Simran, you bought book and then downloaded an e-book to make it easier on yourself? Awesome :) –  slandau Apr 29 '11 at 20:06
    
Na.. I did not buy it.. Just gt it from torrent.. And it is indeed a good book.. I downloaded a few sample projects as well which followed the same 4-tier architecture the book explains.. Now i guess i can start planning out the way.. –  Simran May 5 '11 at 14:24
    
smh............ –  slandau May 5 '11 at 14:25

Quite many questions in one question ;-)

First, C# and Java are luckily not to different at all. You will be able to apply much of your knowledge from Java to C# - even many libraries were ported from Java to C#.
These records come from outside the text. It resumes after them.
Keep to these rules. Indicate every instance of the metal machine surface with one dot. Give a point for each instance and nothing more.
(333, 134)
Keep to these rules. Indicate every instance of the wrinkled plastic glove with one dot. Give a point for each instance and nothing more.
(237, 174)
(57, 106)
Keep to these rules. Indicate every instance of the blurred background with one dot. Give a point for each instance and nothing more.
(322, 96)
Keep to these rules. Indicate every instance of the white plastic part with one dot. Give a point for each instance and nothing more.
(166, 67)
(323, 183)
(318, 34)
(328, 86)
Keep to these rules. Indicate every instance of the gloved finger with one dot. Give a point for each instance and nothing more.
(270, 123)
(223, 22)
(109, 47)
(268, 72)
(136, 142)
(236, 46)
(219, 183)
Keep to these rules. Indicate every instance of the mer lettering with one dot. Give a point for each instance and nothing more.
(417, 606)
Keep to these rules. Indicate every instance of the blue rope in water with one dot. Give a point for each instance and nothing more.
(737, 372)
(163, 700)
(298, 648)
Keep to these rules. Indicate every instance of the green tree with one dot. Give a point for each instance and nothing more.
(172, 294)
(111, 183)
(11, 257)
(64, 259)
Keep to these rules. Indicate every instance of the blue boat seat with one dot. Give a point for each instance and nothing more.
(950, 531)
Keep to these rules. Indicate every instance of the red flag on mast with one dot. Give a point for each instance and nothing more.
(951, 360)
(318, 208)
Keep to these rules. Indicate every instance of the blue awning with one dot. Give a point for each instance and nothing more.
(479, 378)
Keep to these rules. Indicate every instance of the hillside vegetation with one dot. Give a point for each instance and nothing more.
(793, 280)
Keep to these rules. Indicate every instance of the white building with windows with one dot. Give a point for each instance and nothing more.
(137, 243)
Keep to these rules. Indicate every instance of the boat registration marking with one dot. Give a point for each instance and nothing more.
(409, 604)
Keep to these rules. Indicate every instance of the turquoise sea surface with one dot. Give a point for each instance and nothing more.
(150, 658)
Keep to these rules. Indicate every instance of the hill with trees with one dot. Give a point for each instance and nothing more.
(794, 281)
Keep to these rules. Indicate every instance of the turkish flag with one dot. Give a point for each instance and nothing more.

  1. For Windows Forms, MVP (Model-View-Presenter) is usually a good choice. It's a little bit different from MVC (I would even say it evolved from MVC and it's better in certain aspects). Using WPF, I would go with MVVM. Also see UI Design Pattern for Windows Forms (like MVVM for WPF)
  2. When using ADO.NET (or the Entity framework), you are able to easily change the underlying data base technology. Try to write your database code as generic as possible to enable switching from one system to another.
  3. You can create a Setup project for that (like you would probably do in Java)
  4. There are some commercial solutions out there - even more important than protection is obfuscation to prevent disassembling your code (same problem as in Java, though). I think, you will find many threads here on SO on licensing.